No nível anímico, a dificuldade também se impõe ao modelo conceptual, pois o princípio do prazer parece responder às pulsões de morte, uma vez que, ao reduzir as tensões internas, pode reconduzir a direção da vida para o inorgânico, ainda que isso pareça ser ação de Eros de proteção do psiquismo às pressões que se originam no campo externo.

Nós já pudemos constatar que, para Freud no Mal-estar..., cultura e civilização são termos indistintos, que abarcam em sua proposição a soma integral de realizações e normas que distinguem a vida humana e atendem a duas finalidades: a proteção contra a natureza e o ajustamento dos relacionamentos mútuos. Entretanto, em muitas passagens do texto, outras complexidades e especificidades são aproximadas dessa sua noção, como as referências ao progresso material e intelectual e, em particular, aos sistemas religiosos, filosóficos e das artes que dão testemunho da atividade do espírito.

Ao prosseguir nossa linha de argumentação em afirmação ao registro político que julgamos presente nessa obra freudiana, ora expresso pelo ruído das pulsões, outras vezes por tons sombrios da opressão do princípio de realidade, o fato é que os processos, material e de subjetivação, não estão desvinculados da produção histórica; em outras palavras, é o processo histórico real que constitui o sujeito no estado presente das coisas.

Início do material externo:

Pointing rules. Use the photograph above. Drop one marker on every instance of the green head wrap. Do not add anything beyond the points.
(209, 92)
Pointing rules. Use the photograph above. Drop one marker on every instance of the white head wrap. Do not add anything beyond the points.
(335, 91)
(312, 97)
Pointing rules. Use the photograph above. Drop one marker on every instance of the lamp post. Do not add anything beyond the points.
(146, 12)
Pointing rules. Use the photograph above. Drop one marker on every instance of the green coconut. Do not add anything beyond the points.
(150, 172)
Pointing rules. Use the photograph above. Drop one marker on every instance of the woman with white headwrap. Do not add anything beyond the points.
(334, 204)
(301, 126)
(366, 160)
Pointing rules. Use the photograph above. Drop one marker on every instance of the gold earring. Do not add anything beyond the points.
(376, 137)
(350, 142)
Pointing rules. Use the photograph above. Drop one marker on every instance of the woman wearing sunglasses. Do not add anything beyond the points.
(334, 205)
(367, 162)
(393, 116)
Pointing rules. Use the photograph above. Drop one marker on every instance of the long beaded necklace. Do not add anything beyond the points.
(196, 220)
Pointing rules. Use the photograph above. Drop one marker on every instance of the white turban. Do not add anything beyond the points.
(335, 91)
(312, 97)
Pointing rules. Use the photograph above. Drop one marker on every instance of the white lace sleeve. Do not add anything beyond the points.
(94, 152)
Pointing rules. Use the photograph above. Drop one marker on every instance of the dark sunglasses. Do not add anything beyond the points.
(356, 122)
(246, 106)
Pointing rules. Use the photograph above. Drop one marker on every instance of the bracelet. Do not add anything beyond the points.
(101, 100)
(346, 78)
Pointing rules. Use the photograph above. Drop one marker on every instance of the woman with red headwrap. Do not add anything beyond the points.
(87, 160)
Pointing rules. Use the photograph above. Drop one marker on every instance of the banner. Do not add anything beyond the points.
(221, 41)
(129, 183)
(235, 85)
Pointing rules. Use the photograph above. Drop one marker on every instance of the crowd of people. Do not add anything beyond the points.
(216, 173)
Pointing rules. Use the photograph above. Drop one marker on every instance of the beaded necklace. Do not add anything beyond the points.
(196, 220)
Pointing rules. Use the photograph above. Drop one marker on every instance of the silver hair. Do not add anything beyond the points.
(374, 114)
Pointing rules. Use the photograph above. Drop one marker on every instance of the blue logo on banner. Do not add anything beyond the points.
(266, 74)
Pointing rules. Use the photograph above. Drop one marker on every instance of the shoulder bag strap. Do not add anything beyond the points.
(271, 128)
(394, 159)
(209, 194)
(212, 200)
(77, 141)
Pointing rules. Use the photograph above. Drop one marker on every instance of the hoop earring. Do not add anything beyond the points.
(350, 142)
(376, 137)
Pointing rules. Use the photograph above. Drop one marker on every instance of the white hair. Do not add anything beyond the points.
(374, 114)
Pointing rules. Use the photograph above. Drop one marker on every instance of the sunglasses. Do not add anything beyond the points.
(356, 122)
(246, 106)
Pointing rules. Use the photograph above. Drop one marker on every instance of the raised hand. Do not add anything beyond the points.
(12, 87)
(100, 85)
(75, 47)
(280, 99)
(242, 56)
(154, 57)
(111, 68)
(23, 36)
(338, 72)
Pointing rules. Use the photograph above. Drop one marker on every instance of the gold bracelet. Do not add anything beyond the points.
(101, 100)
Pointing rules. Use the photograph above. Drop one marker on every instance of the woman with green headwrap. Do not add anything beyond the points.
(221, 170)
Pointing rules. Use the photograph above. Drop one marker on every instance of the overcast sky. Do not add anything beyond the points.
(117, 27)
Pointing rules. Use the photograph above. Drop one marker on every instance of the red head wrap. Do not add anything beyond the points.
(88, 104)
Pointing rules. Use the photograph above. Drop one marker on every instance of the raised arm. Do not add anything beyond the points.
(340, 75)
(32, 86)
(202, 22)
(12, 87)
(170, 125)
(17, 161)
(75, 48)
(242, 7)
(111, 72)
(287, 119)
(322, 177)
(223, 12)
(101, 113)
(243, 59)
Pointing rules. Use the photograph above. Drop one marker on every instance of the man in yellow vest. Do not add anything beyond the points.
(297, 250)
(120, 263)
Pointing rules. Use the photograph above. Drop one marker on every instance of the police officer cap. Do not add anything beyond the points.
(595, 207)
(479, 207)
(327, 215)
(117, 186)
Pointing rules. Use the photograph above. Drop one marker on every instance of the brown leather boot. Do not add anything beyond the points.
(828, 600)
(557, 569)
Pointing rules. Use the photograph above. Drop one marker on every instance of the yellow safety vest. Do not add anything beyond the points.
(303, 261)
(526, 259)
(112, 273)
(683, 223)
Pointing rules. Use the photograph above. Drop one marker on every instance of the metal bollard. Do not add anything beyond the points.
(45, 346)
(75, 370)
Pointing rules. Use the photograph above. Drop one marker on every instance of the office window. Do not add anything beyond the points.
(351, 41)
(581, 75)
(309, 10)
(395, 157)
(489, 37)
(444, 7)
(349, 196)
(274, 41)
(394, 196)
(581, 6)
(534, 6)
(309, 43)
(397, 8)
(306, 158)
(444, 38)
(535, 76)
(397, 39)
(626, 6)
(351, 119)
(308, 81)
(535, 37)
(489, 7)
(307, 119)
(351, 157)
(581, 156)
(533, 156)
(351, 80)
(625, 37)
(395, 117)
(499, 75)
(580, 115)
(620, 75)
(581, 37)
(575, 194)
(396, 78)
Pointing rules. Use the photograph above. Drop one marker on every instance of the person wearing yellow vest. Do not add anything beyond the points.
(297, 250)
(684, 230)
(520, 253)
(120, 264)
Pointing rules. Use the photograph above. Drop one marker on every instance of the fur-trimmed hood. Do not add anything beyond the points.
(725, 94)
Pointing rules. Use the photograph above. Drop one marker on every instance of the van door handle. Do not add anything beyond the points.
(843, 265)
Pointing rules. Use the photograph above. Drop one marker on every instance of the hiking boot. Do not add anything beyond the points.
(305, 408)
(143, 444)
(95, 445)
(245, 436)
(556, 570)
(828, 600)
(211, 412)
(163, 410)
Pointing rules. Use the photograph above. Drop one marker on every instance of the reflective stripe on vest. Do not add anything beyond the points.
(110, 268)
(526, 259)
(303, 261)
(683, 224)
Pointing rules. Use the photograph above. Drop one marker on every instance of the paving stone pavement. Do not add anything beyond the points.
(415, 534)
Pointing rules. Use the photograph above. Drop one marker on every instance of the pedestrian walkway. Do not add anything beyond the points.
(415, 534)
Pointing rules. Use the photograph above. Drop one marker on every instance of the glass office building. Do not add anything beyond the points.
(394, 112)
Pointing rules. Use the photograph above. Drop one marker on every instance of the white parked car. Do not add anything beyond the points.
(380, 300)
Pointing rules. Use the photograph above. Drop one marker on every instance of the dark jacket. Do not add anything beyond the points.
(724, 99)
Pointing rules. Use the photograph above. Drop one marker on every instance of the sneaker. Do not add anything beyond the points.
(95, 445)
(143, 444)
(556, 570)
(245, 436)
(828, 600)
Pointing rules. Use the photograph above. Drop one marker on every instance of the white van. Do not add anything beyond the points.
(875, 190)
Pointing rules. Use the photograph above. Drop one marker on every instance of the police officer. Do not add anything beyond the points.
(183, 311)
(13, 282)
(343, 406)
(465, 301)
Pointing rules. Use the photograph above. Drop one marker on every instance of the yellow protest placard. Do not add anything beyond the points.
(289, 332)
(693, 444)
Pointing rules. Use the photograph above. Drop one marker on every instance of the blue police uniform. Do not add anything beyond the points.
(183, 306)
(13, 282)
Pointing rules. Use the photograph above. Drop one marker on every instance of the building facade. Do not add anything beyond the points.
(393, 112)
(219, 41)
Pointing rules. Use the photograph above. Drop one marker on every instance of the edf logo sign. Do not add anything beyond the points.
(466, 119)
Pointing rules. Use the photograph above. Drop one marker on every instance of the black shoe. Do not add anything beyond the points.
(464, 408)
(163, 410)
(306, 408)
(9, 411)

A história social da humanidade como processo de engendramento de relações sociais supõe transformações incluindo novas formas de domínio e exploração que, por sua vez, fermentam o antagonismo da recusa e de novas proposições e alternativas de superação. Historicidade essa que nos remete ao problema da continuidade e descontinuidade, da transformação e da permanência das relações sociais:

Quando o capital absorve a sociedade completamente em si mesmo, quando a história moderna do capital chega ao fim, é então que a subjetividade – como motor de transformação do mundo através do trabalho vivo e como índice metafísico da potencia do ser – nos diz em voz alta que a história não acabou. (NEGRI; HARDT, 2004, p. 30).

Gramsci (1987) refere-se à subjetividade a partir dos termos consciência e homem. A consciência individual comporta níveis que se ampliam para autoconsciência que a constitui como consciência coletiva. O sujeito, no interior da própria lógica dominante, pode vir a alcançar uma visão crítica sobre os processos históricos e as relações de poder, de modo a reunir condições para a superação. Nesse sentido, a condição da autoconsciência concretizaria a vontade de um sujeito coletivo, mobilizado na superação real da opressão: “[...] o homem é um processo, precisamente o processo de seus atos” (p.38).